Directory: quale utilità per la SEO?

Directory: sono realmente utili per la SEO?

La recente chiusura di Dmoz, una delle directory di siti web più famosa del mondo, ha risollevato il tema della reale utilità di questi strumenti. Non tanto perché ci siano dubbi circa la loro efficacia SEO oggi (probabilmente nulla, se non addirittura negativa), ma perché, come spesso accade, quando finisce un’epoca ci si interroga su quello che è stato e su quello che sarà.

 

Dmoz: un po’ di storia 

Nata nel 1998 (quasi 20 anni fa) e in pochi mesi divenuta di proprietà di AOL, Dmoz porta con sé tutto l’entusiasmo e i valori del periodo. In un’epoca in cui si puntava alla quantità più che alla qualità, per ogni sito web si cercava di ottenere il maggior numero possibile di link in entrata. Dmoz si era distinta tra le varie directory esistenti proprio per la sua mole di siti in lista e per il lavoro di redattori volontari che, tra le varie cose, controllavano i nuovi siti e li inserivano nelle categorie più adatte. A monte c’era un lavoro enorme di categorizzazione: nel corso degli anni ben 63.000 redattori hanno prestato il loro servizio volontario.

Ma cosa spingeva queste persone a compiere un lavoro così meticoloso in forma totalmente gratuita? Chi ha vissuto l’Internet dei primi anni 2000 lo può ben capire: ancora il WWW non era un business, non si parlava di “marketing online”. Molte attività erano svolte in modo volontario, a partire proprio dalla gestione delle directory. Il “motore” era una sorta di gloria personale, il desiderio di far parte di un progetto “geek”, la bellezza di potersi confrontare con altri migliaia di utenti scopritori e spesso promotori di altri progetti avanguardisti. La rete all’epoca non era ancora per tutti: i guru erano dei veri guru.

 

Dmoz e le altre directory: l’influenza SEO 

Oggi è più semplice dirlo: per incrementare il posizionamento di un sito web non occorre iscriverlo a tutte le directory esistenti. Anzi, questo può essere addirittura controproducente: molte directory - Dmoz e Yahoo! non sono state le sole - hanno chiuso o stanno chiudendo i battenti. Altre si sono tramutate in siti considerati “spammosi”, per cui i link in uscita rischiano di nuocere i siti web collegati tramite hyperlink.

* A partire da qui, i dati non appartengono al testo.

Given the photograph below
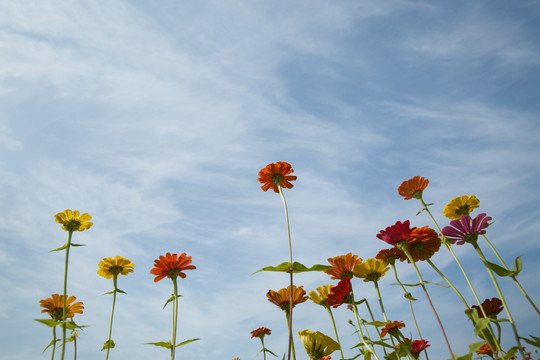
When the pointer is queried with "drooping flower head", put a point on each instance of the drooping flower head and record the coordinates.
(371, 269)
(422, 244)
(491, 308)
(171, 266)
(110, 267)
(466, 230)
(320, 297)
(343, 266)
(338, 294)
(260, 332)
(317, 345)
(392, 328)
(73, 221)
(54, 306)
(396, 233)
(461, 205)
(390, 255)
(281, 298)
(413, 187)
(276, 175)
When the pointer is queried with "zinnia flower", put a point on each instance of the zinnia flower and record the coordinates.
(343, 266)
(317, 344)
(390, 255)
(339, 293)
(321, 296)
(392, 328)
(422, 244)
(395, 233)
(54, 306)
(485, 350)
(171, 266)
(281, 298)
(110, 267)
(466, 230)
(462, 205)
(413, 188)
(491, 308)
(260, 332)
(371, 269)
(276, 175)
(73, 221)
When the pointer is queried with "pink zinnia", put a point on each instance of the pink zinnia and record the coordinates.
(466, 230)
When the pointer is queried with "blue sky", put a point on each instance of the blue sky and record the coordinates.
(155, 118)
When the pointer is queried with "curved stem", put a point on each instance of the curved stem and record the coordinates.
(64, 310)
(513, 277)
(496, 284)
(403, 247)
(335, 330)
(115, 279)
(289, 319)
(175, 317)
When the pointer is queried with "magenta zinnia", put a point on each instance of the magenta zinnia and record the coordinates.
(466, 229)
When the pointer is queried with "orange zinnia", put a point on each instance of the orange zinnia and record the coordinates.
(281, 297)
(392, 328)
(343, 266)
(54, 306)
(413, 188)
(422, 244)
(276, 175)
(171, 266)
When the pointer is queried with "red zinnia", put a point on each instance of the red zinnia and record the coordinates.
(343, 266)
(413, 188)
(392, 328)
(171, 266)
(260, 332)
(339, 292)
(491, 308)
(396, 233)
(276, 175)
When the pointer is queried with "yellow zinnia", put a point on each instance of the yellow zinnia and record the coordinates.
(371, 270)
(317, 344)
(110, 267)
(321, 296)
(73, 221)
(462, 205)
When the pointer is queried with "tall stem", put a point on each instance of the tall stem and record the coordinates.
(175, 316)
(496, 284)
(289, 319)
(115, 280)
(513, 277)
(64, 310)
(335, 330)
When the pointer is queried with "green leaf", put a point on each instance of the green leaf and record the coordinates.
(49, 322)
(165, 344)
(109, 344)
(518, 266)
(296, 267)
(499, 270)
(186, 342)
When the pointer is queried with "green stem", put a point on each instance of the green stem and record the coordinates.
(64, 310)
(289, 319)
(403, 247)
(335, 330)
(115, 279)
(513, 277)
(355, 311)
(407, 296)
(175, 316)
(496, 284)
(54, 342)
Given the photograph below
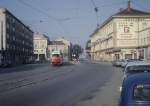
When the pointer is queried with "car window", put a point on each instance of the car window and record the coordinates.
(142, 93)
(136, 69)
(55, 55)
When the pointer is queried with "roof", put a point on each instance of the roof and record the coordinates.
(137, 78)
(126, 12)
(131, 12)
(138, 63)
(56, 43)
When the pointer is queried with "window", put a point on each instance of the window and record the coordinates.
(142, 93)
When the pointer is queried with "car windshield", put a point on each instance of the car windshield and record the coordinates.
(142, 93)
(138, 69)
(55, 55)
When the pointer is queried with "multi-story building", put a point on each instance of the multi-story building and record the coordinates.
(122, 36)
(41, 42)
(16, 40)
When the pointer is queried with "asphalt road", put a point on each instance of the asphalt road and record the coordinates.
(45, 85)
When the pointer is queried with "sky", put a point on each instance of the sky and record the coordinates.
(74, 20)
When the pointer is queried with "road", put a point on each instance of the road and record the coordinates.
(45, 85)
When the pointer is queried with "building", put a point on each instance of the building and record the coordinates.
(61, 44)
(41, 42)
(124, 35)
(16, 40)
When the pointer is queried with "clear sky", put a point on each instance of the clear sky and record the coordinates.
(74, 20)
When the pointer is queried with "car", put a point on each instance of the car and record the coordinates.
(126, 61)
(136, 67)
(136, 90)
(117, 63)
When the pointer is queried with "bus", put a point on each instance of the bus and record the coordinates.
(56, 58)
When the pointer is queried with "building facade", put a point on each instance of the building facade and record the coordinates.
(16, 40)
(40, 47)
(125, 35)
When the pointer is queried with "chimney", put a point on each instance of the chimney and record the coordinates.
(129, 6)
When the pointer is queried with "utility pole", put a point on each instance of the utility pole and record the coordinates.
(96, 11)
(2, 51)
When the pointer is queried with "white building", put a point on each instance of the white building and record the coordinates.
(40, 47)
(124, 35)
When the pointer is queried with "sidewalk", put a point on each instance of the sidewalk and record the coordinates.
(107, 95)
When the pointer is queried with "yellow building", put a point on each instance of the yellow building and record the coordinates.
(122, 36)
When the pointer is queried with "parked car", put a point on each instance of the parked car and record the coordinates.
(136, 67)
(136, 90)
(126, 61)
(117, 63)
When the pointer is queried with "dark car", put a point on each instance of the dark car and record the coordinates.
(136, 67)
(136, 90)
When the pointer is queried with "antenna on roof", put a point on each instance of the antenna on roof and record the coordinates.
(129, 5)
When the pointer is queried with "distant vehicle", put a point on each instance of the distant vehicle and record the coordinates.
(56, 58)
(136, 67)
(117, 63)
(136, 90)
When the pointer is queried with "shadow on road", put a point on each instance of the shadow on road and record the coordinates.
(27, 67)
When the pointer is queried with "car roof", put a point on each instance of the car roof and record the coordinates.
(138, 63)
(137, 78)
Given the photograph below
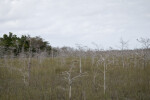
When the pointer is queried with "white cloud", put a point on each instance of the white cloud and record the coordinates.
(66, 22)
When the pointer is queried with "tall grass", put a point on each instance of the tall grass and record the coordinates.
(46, 80)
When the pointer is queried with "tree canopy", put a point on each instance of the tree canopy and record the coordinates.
(12, 43)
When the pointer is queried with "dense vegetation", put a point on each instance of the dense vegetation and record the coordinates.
(76, 74)
(16, 45)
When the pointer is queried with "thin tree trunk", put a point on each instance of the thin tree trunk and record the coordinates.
(80, 66)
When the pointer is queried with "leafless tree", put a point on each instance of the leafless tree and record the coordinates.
(70, 78)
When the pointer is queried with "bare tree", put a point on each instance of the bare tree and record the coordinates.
(124, 45)
(70, 79)
(145, 49)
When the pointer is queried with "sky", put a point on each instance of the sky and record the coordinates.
(71, 22)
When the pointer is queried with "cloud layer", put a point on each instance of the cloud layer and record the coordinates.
(67, 22)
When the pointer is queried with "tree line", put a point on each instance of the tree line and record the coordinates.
(12, 44)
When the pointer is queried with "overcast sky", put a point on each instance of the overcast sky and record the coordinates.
(70, 22)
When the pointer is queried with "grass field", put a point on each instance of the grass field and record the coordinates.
(46, 80)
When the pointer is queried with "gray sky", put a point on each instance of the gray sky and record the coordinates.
(67, 22)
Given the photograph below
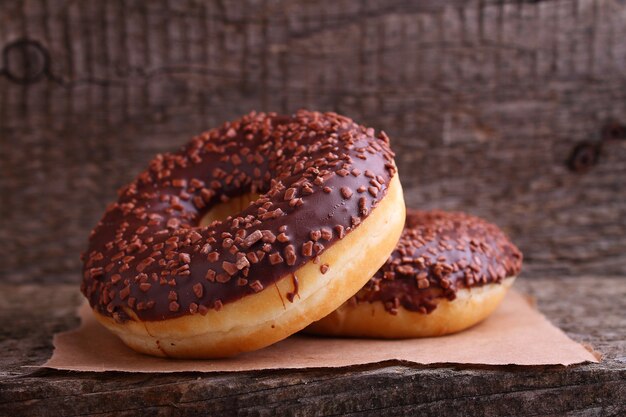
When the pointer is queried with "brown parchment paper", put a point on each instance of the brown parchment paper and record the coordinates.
(516, 334)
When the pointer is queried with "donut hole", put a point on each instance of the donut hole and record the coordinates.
(231, 207)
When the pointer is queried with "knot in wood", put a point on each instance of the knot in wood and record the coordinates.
(26, 61)
(613, 130)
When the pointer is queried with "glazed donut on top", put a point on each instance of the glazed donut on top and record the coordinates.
(316, 208)
(449, 271)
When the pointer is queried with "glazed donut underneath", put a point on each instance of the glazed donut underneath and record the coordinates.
(471, 306)
(449, 272)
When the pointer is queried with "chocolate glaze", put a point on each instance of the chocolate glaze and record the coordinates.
(292, 294)
(319, 176)
(438, 254)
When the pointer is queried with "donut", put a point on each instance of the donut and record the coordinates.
(448, 272)
(244, 236)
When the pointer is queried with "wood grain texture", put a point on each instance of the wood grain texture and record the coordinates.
(484, 102)
(590, 309)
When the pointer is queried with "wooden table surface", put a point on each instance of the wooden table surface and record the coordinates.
(590, 309)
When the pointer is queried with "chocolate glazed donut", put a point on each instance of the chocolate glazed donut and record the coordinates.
(325, 210)
(448, 272)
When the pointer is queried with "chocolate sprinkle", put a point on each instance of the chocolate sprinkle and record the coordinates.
(291, 162)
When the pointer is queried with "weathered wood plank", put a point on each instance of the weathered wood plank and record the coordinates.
(589, 309)
(485, 102)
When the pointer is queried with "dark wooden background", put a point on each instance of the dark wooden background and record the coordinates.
(486, 103)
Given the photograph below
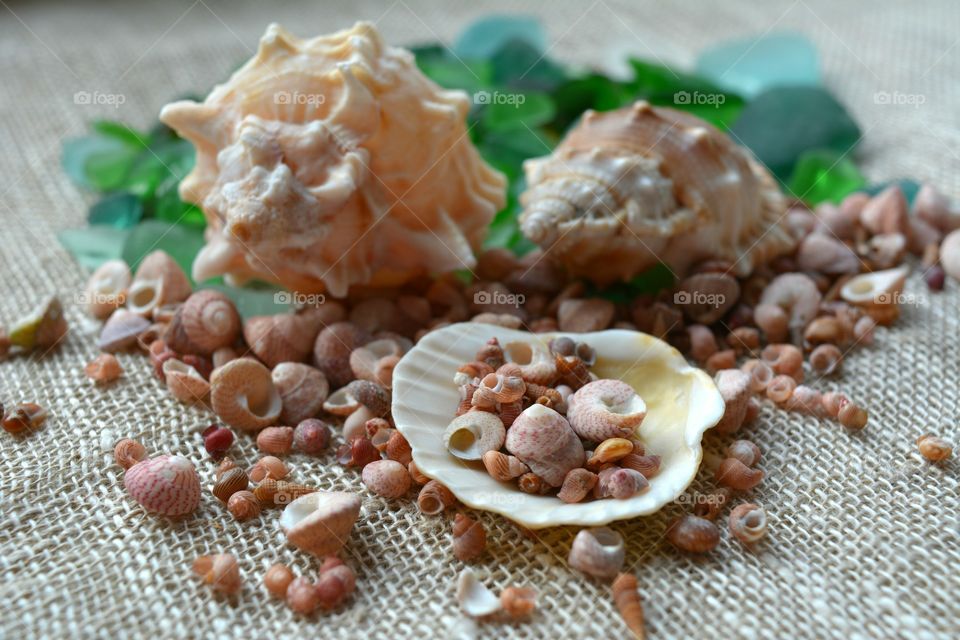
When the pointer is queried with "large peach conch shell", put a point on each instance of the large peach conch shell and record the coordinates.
(629, 188)
(334, 161)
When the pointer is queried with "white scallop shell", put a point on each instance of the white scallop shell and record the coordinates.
(682, 403)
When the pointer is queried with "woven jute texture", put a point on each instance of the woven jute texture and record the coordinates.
(863, 538)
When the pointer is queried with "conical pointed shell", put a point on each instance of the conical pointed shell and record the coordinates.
(159, 281)
(320, 522)
(473, 434)
(605, 409)
(167, 485)
(682, 402)
(207, 321)
(543, 440)
(281, 338)
(243, 395)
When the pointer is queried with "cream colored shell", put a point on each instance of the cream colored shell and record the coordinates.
(629, 188)
(682, 402)
(334, 161)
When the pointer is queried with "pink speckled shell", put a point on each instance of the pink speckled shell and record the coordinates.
(590, 412)
(543, 440)
(168, 485)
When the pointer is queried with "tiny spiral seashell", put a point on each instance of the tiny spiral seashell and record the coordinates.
(284, 337)
(311, 436)
(576, 485)
(302, 596)
(598, 552)
(229, 483)
(243, 505)
(733, 473)
(220, 571)
(332, 349)
(693, 534)
(619, 483)
(399, 449)
(435, 498)
(748, 523)
(473, 434)
(475, 599)
(128, 452)
(121, 330)
(648, 465)
(537, 364)
(628, 603)
(518, 602)
(103, 369)
(184, 382)
(533, 484)
(606, 409)
(387, 478)
(745, 451)
(207, 321)
(275, 440)
(509, 412)
(277, 579)
(416, 475)
(243, 395)
(107, 288)
(302, 388)
(167, 485)
(268, 467)
(611, 450)
(543, 440)
(492, 354)
(320, 523)
(502, 467)
(469, 538)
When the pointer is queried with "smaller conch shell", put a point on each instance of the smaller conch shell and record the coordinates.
(207, 321)
(606, 409)
(475, 599)
(543, 440)
(473, 434)
(159, 281)
(320, 522)
(537, 364)
(282, 337)
(598, 552)
(107, 288)
(242, 393)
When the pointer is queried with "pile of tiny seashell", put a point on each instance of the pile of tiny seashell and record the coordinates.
(304, 380)
(540, 412)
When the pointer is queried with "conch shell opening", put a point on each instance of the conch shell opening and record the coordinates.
(331, 162)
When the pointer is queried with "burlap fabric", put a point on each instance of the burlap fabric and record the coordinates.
(863, 541)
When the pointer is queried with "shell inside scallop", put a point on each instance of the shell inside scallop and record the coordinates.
(682, 403)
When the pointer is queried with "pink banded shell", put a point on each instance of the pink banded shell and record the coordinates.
(167, 485)
(605, 409)
(543, 440)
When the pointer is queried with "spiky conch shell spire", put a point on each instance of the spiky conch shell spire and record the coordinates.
(332, 162)
(629, 188)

La fine di un’epoca è un evento normale: quando una teoria perde di efficacia, le persone che prima tenevano viva l’idea smettono di crederci e convogliano i loro sforzi verso altre attività. Eppure il mondo SEO, directory comprese, di fine anni ‘90 / primi anni 2000 aveva tutto il suo fascino: i SEO erano più impegnati a iscrivere i loro siti entro liste infinite insieme a chissà quanti altri siti web piuttosto che a monitorare la qualità del loro materiale e dei relativi contenuti. Sì esatto, avete capito bene: c’era una vera e propria gara a quale sito avesse più inbound link.

Ma non è tutto: molti SEO erano più scrupolosi di altri, e non si limitavano a iscrivere il sito passando in rassegna tutte le directory possibili immaginabili, ma compivano un’analisi e una scelta ponderata optando solo per le directory considerate migliori (e Dmoz era sempre fra queste) oppure per directory tematiche. C’erano già le prime avvisaglie della pertinenza dei contenuti e dei collegamenti.

 

Le tendenze SEO d’oggi 

Sembra assurdo pensare a tutto ciò, soprattutto se compariamo quella situazione alla tendenza odierna della ricerca della massima qualità e del “poco ma buono”.

Eppure il mondo delle directory è stato utilissimo: quali reali risultati portassero al posizionamento dei siti non lo sappiamo, ma di sicuro hanno avuto funzione di bagaglio culturale e di dirompente entusiasmo nel guardare verso l’esterno, al di là del proprio orticello (sito web).

Le tecniche SEO sono totalmente cambiate, ma non si può non pensare agli anni delle directory con un sorriso e anche con un po’ di nostalgia. Forse è anche per questo che la chiusura di Dmoz ha emotivamente colpito tanti di noi.